Один из самых показательных случаев истинного советского патриотизма — история Марка Шумелишского. В 1941 году ему исполнился 31 год. Это был человек, «сделавший себя сам». В 1922‐м, в 12-летнем возрасте, начал работать, так как мать лишилась заработка и семья голодала. Более 12 лет служил в Госбанке — курьером, конторщиком, счетоводом, бухгалтером, экономистом. В школе не учился, занимался самообразованием. В 1932 году поступил на вечернее отделение МВТУ им. Н. Э. Баумана, затем перешел на дневное и в 1938‐м получил диплом инженера-механика.
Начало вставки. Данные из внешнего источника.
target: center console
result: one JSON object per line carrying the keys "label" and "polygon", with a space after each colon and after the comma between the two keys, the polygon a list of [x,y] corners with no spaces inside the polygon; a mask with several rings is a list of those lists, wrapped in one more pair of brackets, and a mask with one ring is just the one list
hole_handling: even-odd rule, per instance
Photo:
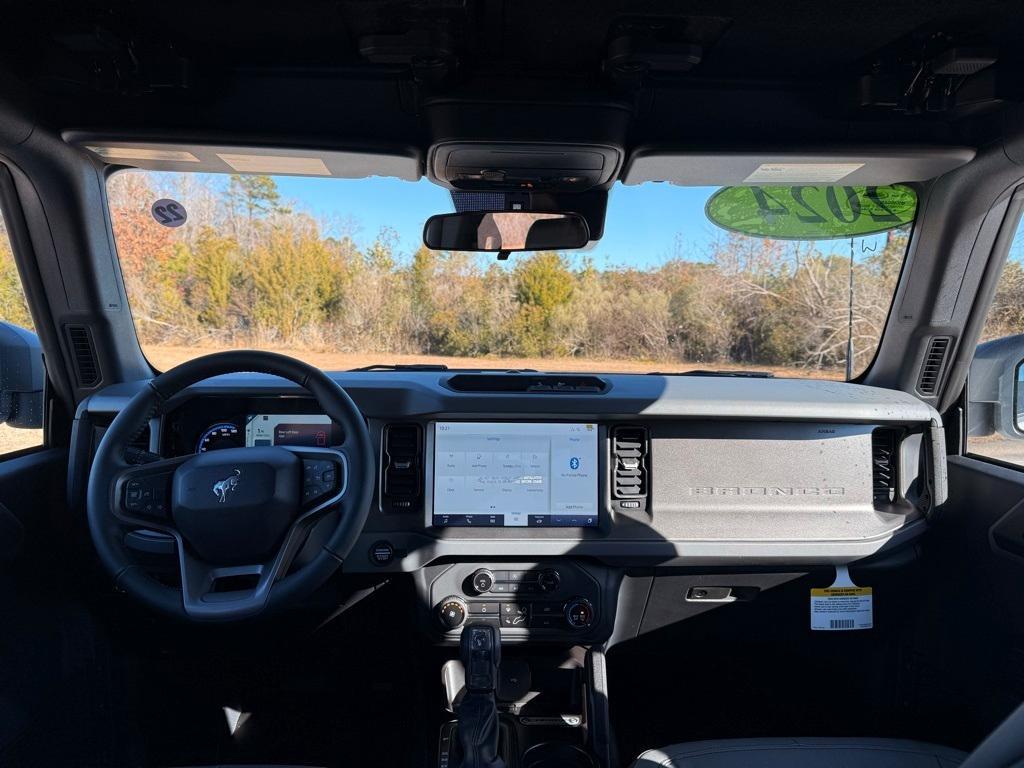
{"label": "center console", "polygon": [[434,632],[455,642],[472,622],[505,642],[601,642],[611,632],[617,578],[572,560],[453,563],[424,569]]}

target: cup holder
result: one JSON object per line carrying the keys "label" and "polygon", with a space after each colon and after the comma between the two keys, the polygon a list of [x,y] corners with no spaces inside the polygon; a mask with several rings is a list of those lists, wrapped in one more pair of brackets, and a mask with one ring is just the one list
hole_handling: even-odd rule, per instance
{"label": "cup holder", "polygon": [[545,741],[526,750],[522,768],[594,768],[594,761],[584,750],[564,741]]}

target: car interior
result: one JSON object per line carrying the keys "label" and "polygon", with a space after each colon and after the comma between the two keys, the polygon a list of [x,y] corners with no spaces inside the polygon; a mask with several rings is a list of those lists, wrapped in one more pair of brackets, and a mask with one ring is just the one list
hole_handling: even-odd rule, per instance
{"label": "car interior", "polygon": [[1022,18],[7,7],[0,766],[1024,766]]}

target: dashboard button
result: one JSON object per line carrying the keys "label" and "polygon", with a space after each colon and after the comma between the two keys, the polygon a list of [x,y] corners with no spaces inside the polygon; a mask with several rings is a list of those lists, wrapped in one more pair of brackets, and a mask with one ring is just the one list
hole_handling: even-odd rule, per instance
{"label": "dashboard button", "polygon": [[561,603],[534,603],[535,616],[561,616]]}
{"label": "dashboard button", "polygon": [[449,632],[457,630],[466,622],[466,603],[456,596],[445,597],[437,608],[437,617]]}
{"label": "dashboard button", "polygon": [[394,547],[390,542],[375,542],[370,548],[370,561],[374,565],[388,565],[394,559]]}
{"label": "dashboard button", "polygon": [[473,572],[473,578],[470,581],[473,585],[473,591],[478,595],[483,595],[490,592],[490,588],[495,586],[495,574],[486,568],[479,568]]}
{"label": "dashboard button", "polygon": [[567,629],[565,624],[565,618],[562,616],[561,612],[554,615],[537,615],[536,613],[529,618],[529,627],[535,630],[564,630]]}
{"label": "dashboard button", "polygon": [[529,626],[529,606],[519,603],[501,603],[502,627],[521,627],[525,629]]}
{"label": "dashboard button", "polygon": [[561,574],[554,568],[545,568],[537,577],[537,586],[541,592],[554,592],[562,583]]}
{"label": "dashboard button", "polygon": [[594,624],[594,606],[590,600],[573,597],[565,604],[565,621],[574,630],[585,630]]}

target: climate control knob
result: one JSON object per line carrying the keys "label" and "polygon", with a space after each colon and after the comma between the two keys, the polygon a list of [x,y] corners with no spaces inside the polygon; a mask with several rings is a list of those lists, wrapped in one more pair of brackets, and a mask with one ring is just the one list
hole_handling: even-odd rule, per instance
{"label": "climate control knob", "polygon": [[573,597],[565,603],[565,621],[574,630],[586,630],[594,624],[594,606],[585,597]]}
{"label": "climate control knob", "polygon": [[495,574],[486,568],[478,568],[473,571],[469,581],[473,585],[473,592],[483,595],[490,592],[490,588],[495,586]]}
{"label": "climate control knob", "polygon": [[554,568],[545,568],[537,574],[537,586],[541,592],[554,592],[561,583],[562,577]]}
{"label": "climate control knob", "polygon": [[445,597],[437,606],[437,617],[441,622],[441,627],[449,632],[459,629],[466,623],[467,612],[466,601],[455,595]]}

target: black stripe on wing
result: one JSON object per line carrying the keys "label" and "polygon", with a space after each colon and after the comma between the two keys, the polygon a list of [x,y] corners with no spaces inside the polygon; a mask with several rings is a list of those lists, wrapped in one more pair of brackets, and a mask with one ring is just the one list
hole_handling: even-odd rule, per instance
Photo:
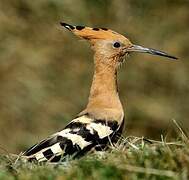
{"label": "black stripe on wing", "polygon": [[27,151],[24,152],[23,155],[25,155],[25,156],[33,155],[33,154],[41,151],[44,148],[54,145],[55,143],[57,143],[61,140],[62,140],[62,136],[49,137],[48,139],[44,139],[40,143],[37,143],[34,146],[32,146],[31,148],[29,148]]}

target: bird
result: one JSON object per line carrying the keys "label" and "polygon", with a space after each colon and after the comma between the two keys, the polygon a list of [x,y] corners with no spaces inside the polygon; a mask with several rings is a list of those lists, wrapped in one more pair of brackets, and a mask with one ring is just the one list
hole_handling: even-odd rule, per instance
{"label": "bird", "polygon": [[122,135],[125,118],[119,98],[117,72],[132,52],[177,59],[163,51],[135,45],[111,29],[60,23],[94,51],[94,75],[86,108],[62,130],[23,153],[28,161],[59,162],[65,157],[81,157],[92,149],[105,150]]}

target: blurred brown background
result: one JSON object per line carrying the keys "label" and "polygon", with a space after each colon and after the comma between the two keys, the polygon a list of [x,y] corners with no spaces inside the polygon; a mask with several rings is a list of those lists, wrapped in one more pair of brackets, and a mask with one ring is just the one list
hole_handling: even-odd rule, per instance
{"label": "blurred brown background", "polygon": [[188,0],[0,0],[0,147],[23,151],[86,105],[93,53],[60,21],[111,28],[178,56],[127,59],[119,72],[125,135],[160,139],[173,118],[188,131]]}

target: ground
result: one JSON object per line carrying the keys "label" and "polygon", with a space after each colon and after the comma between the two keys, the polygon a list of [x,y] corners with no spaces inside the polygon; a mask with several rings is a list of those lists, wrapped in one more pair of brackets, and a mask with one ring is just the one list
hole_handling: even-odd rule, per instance
{"label": "ground", "polygon": [[28,163],[15,155],[0,156],[0,180],[61,179],[175,179],[189,178],[189,141],[180,129],[178,139],[166,142],[127,137],[103,152],[57,164]]}

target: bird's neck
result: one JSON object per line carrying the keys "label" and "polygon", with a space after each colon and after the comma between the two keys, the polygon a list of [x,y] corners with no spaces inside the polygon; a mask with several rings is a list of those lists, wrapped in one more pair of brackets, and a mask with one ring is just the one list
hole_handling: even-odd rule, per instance
{"label": "bird's neck", "polygon": [[123,108],[118,95],[117,70],[108,59],[95,59],[95,70],[85,111],[96,118],[121,121]]}

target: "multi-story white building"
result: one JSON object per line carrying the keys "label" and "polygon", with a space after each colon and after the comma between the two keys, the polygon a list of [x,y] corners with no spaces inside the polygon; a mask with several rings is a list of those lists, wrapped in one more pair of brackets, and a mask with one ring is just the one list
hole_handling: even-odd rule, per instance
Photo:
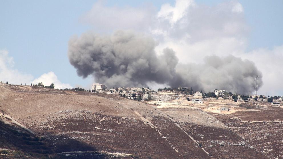
{"label": "multi-story white building", "polygon": [[197,91],[197,92],[195,92],[195,94],[194,94],[194,97],[197,98],[201,98],[202,96],[202,94],[199,91]]}
{"label": "multi-story white building", "polygon": [[141,97],[141,99],[143,100],[143,95],[139,93],[128,93],[127,97],[129,99],[135,100],[138,98],[139,97]]}
{"label": "multi-story white building", "polygon": [[275,106],[280,106],[280,102],[273,102],[271,103],[271,105],[274,105]]}
{"label": "multi-story white building", "polygon": [[100,84],[98,83],[94,83],[91,85],[92,89],[94,91],[98,90],[104,90],[107,89],[107,87],[105,85]]}
{"label": "multi-story white building", "polygon": [[227,91],[225,90],[220,90],[219,89],[215,89],[214,91],[214,93],[216,96],[224,96],[225,94],[227,93]]}

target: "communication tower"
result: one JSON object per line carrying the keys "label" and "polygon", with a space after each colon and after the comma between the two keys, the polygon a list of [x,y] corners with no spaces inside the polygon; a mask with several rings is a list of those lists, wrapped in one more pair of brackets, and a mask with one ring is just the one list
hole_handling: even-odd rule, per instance
{"label": "communication tower", "polygon": [[257,91],[258,89],[258,76],[256,76],[256,95],[257,95]]}

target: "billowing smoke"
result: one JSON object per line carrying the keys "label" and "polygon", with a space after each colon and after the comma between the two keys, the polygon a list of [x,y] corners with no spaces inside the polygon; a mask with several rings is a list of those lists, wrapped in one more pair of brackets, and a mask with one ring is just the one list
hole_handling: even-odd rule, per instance
{"label": "billowing smoke", "polygon": [[260,77],[260,86],[262,83],[261,73],[248,60],[212,56],[206,57],[204,64],[182,64],[171,49],[157,55],[157,44],[151,37],[130,31],[104,36],[88,33],[71,38],[68,55],[78,76],[92,75],[96,82],[108,87],[146,87],[153,82],[247,94],[254,90],[256,76]]}

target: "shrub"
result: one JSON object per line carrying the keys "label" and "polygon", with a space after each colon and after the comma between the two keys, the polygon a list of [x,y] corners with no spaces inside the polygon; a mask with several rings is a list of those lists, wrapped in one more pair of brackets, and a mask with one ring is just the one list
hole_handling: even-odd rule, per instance
{"label": "shrub", "polygon": [[248,106],[246,107],[246,109],[252,109],[253,107],[251,106]]}
{"label": "shrub", "polygon": [[49,87],[51,88],[54,88],[54,84],[53,83],[51,83],[50,86],[49,86]]}
{"label": "shrub", "polygon": [[37,85],[38,86],[41,86],[42,87],[44,87],[44,85],[43,85],[43,83],[41,82],[39,82],[37,83]]}

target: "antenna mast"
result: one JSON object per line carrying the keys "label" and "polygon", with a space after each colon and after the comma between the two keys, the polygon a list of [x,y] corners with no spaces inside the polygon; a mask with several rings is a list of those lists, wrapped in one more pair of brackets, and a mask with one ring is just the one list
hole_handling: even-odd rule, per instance
{"label": "antenna mast", "polygon": [[256,95],[257,95],[257,91],[258,89],[258,76],[256,76]]}

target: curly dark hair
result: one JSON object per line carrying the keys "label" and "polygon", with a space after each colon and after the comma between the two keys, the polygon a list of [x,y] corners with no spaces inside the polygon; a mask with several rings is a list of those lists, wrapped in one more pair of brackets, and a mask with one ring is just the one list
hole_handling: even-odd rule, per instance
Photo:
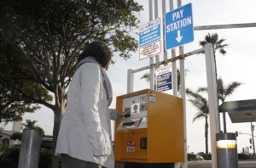
{"label": "curly dark hair", "polygon": [[103,42],[95,41],[90,42],[79,55],[78,63],[89,56],[96,58],[96,61],[108,70],[112,53],[109,48]]}

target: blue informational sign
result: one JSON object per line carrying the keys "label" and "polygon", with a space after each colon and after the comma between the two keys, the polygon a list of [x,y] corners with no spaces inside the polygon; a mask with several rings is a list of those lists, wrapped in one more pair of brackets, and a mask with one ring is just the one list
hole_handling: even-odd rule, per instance
{"label": "blue informational sign", "polygon": [[186,4],[166,14],[166,49],[194,41],[192,5]]}
{"label": "blue informational sign", "polygon": [[139,47],[150,44],[160,40],[160,19],[154,20],[140,27]]}

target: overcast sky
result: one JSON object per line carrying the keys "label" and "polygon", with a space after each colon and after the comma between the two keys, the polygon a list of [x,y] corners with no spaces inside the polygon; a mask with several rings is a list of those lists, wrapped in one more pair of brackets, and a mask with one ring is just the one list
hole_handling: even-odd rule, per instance
{"label": "overcast sky", "polygon": [[[139,14],[141,25],[143,25],[149,21],[148,0],[137,0],[137,2],[144,5],[144,11]],[[159,8],[161,8],[161,1],[159,0]],[[182,0],[182,5],[189,3],[192,3],[194,26],[256,22],[255,0]],[[169,3],[167,2],[166,4],[166,10],[170,11]],[[177,4],[175,2],[174,8],[176,8]],[[159,16],[162,18],[160,9]],[[218,76],[222,77],[225,85],[232,81],[243,83],[231,97],[226,98],[226,101],[254,99],[256,95],[254,88],[256,86],[256,27],[195,31],[195,40],[184,45],[184,53],[199,49],[201,48],[199,41],[204,40],[205,36],[208,32],[218,33],[219,38],[226,39],[225,43],[229,44],[229,47],[225,49],[227,51],[225,56],[222,56],[217,53]],[[170,53],[171,51],[168,51],[168,58],[171,58]],[[177,55],[178,54],[177,49]],[[116,64],[110,67],[108,74],[113,84],[113,96],[117,97],[125,94],[127,92],[127,70],[137,70],[148,65],[149,59],[139,60],[138,52],[134,53],[133,57],[127,61],[118,57],[115,57],[114,59],[116,60]],[[162,55],[160,56],[160,60],[163,60]],[[185,79],[186,87],[195,91],[199,87],[207,87],[204,55],[196,54],[188,57],[184,64],[185,69],[189,70]],[[178,61],[177,62],[177,65],[178,68]],[[140,77],[146,72],[148,70],[135,74],[134,91],[149,87],[148,83],[140,80]],[[111,107],[115,108],[115,98]],[[205,120],[201,119],[192,122],[196,109],[188,101],[186,102],[186,109],[189,152],[197,153],[205,151]],[[52,135],[53,118],[53,112],[44,107],[34,114],[26,114],[24,115],[24,120],[38,120],[37,124],[43,127],[46,134],[49,135]],[[9,125],[5,129],[11,129],[11,126]],[[227,131],[230,132],[241,132],[242,133],[251,134],[250,123],[232,124],[227,115]],[[241,152],[242,148],[250,145],[249,138],[250,137],[247,135],[240,135],[237,137],[238,153]],[[209,150],[211,150],[210,146]],[[251,150],[250,152],[253,151]]]}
В том же году начал работать на московском заводе «Компрессор». В первый год войны был мастером, заместителем начальника цеха, изготовлявшего рамы направляющих для ракетных установок, известных под названием «Катюша».
Этот человек занимался предельно важным для армии делом и был, конечно, освобожден от призыва. К тому же у него была сильная близорукость. Однако Шумелишский рвался на фронт. Он неоднократно посещал военкомат, настаивая, чтобы его призвали. Подчеркну, что было это отнюдь не в первые дни войны, когда многие наивные энтузиасты боялись на войну «не успеть».
После очередной неудачной попытки уйти в армию 11 октября 1941 года Шумелишский записал: «Вообще, на человека, изъявляющего желание идти в армию при наличии возможности этого избежать, смотрят как на идиота, даже в военкомате».
В мае 1942 года Шумелишский все-таки добился своего и ушел добровольцем на фронт.
Для весьма критически оценивавшей окружающих и методы управления Красной армией Ирины Дунаевской коммунистические идеалы были бесспорными: накануне наступления с целью прорыва блокады Ленинграда она подала заявление в партию.
Одна из основных тем солдатских дневников — смерть. Жизнь на войне всегда проходила под знаком смерти. Смерть на войне редко бывала героической, чаще — будничной, иногда — глупой. И всегда отвратительной. В ней не было никакой «эстетики», как это нередко можно увидеть в современных фильмах о войне.
«Первые позиции, — вспоминает о 14 июля 1941 года Виктор Залгаллер. — Недалеко дурно пахнет. Кружатся мухи. Из земли торчат нос и губы плохо зарытого трупа. И нос и губы черные. Жарко. Обстрел. Что-то прилетело и закачалось на ветке — кусок человеческого кишечника».
Смерть могла настичь где угодно: группу офицеров стрелкового полка, при штабе которого служила Дунаевская, убило прямым попаданием снаряда в командный пункт. Их изуродованные трупы привезли на полковой перевязочный пункт (будто они нуждались в перевязке!) на дровнях.
С [майора] Бейгула кто-то успел стянуть валенки. У [старшего лейтенанта] Фогеля спустились брюки — видны были желтое тело и редкие волосы в нижней части живота. Жуть! Кто-то натянул край полушубка — прикрыть наготу, но заледеневшая пола приняла прежнее положение. А глаза убитого, черные, увеличенные, страшные остановившимся взглядом смотрели на нас.